• J Neurosurg Spine · Mar 2010

    Case Reports

    Coincidence of cervical spondylotic myelopathy and intramedullary ependymoma: a potential diagnostic pitfall.

    • Arthur R Kurzbuch, Benedict Rilliet, Maria-Isabel Vargas, Colette Boex, and Enrico Tessitore.
    • Department of Clinical Neurosciences, Service of Neurosurgery, Geneva University Hospitals and University of Geneva, Switzerland. kurzbuch@web.de
    • J Neurosurg Spine. 2010 Mar 1; 12 (3): 249-52.

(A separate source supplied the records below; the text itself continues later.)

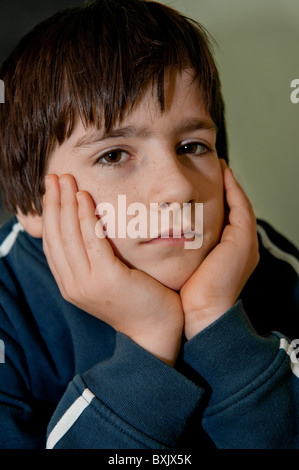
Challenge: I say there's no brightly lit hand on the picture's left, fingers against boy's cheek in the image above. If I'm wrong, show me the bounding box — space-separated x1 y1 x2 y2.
43 175 184 365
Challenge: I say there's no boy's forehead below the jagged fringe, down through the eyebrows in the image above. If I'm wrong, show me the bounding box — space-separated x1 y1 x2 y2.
70 70 216 149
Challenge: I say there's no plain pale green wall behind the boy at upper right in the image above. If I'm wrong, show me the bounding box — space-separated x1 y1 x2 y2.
162 0 299 246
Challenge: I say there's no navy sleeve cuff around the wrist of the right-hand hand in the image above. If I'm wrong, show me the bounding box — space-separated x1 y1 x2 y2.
184 300 279 405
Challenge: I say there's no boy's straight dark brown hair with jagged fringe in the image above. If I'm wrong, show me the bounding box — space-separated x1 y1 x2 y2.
0 0 227 215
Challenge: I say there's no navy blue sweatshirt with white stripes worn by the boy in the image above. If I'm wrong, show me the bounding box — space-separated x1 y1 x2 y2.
0 218 299 449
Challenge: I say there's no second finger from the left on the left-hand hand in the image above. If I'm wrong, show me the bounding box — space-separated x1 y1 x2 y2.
59 175 90 279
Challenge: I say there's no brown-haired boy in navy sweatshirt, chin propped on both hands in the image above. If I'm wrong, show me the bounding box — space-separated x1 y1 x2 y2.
0 0 299 449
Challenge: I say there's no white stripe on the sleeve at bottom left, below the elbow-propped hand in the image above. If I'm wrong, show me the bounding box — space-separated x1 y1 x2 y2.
46 388 95 449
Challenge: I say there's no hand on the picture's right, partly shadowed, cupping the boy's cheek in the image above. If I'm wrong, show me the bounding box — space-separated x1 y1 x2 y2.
180 159 259 339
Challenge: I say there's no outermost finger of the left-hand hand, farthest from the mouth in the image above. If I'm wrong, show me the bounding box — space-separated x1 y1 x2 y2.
43 175 70 286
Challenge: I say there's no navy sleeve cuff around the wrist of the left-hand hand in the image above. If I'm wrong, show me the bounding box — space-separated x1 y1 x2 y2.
82 333 204 447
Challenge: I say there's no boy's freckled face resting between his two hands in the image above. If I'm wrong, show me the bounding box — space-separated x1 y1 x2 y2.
47 71 224 290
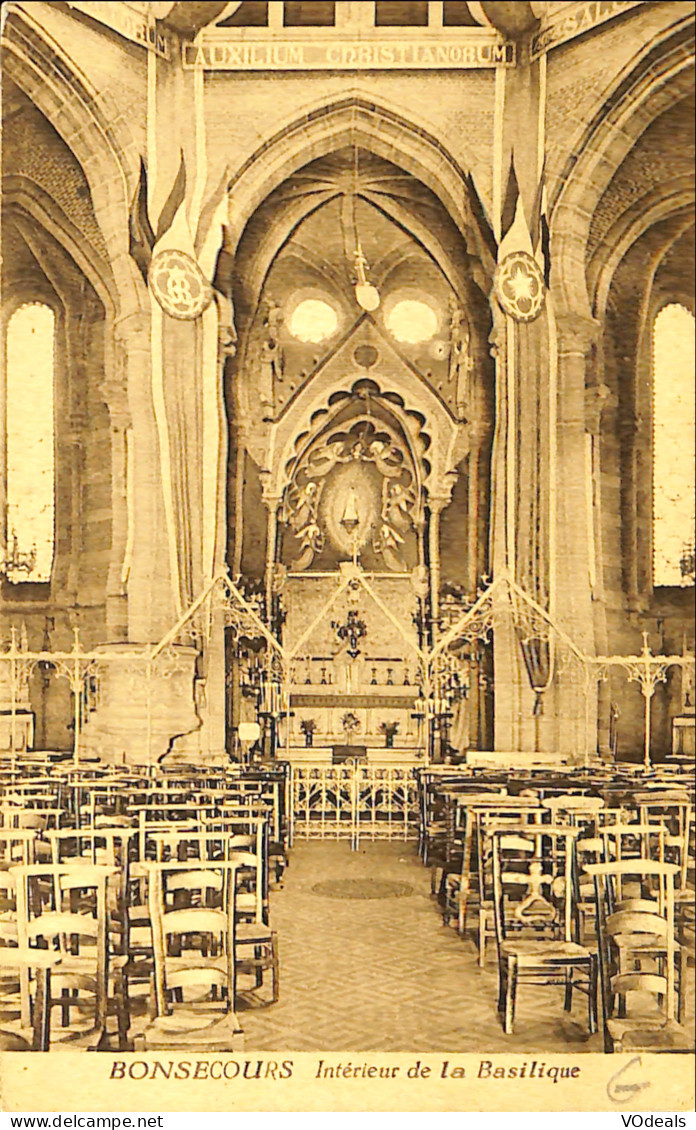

    AbstractThe authors report the case of a 58-year-old man presenting with a 3-year history of clinical signs of progressive cervical spondylotic myelopathy (CSM). Magnetic resonance imaging showed a severe stenosis of the cervical spinal canal at C3-4 and C5-6 levels due to multiple discopathies. High signal intensities on T2-weighted MR images of the spinal cord and low signal intensities on T1-weighted images at the C2-6 levels were noted, as was contrast enhancement at the C3-4 level. The patient underwent a bilateral decompressive laminectomy at C3-6. The patient did not show any clinical improvement. Thus, further cervical MR imaging was performed and the differential diagnosis of an intramedullary tumor was considered in view of the persisting intramedullary enhancement. This diagnosis prompted a second operation involving a posterior midline myelotomy and excision of an intramedullary ependymoma at the C3-4 level. Intramedullary tumors should be considered in the differential diagnosis of CSM with an atypical pattern of MR imaging features.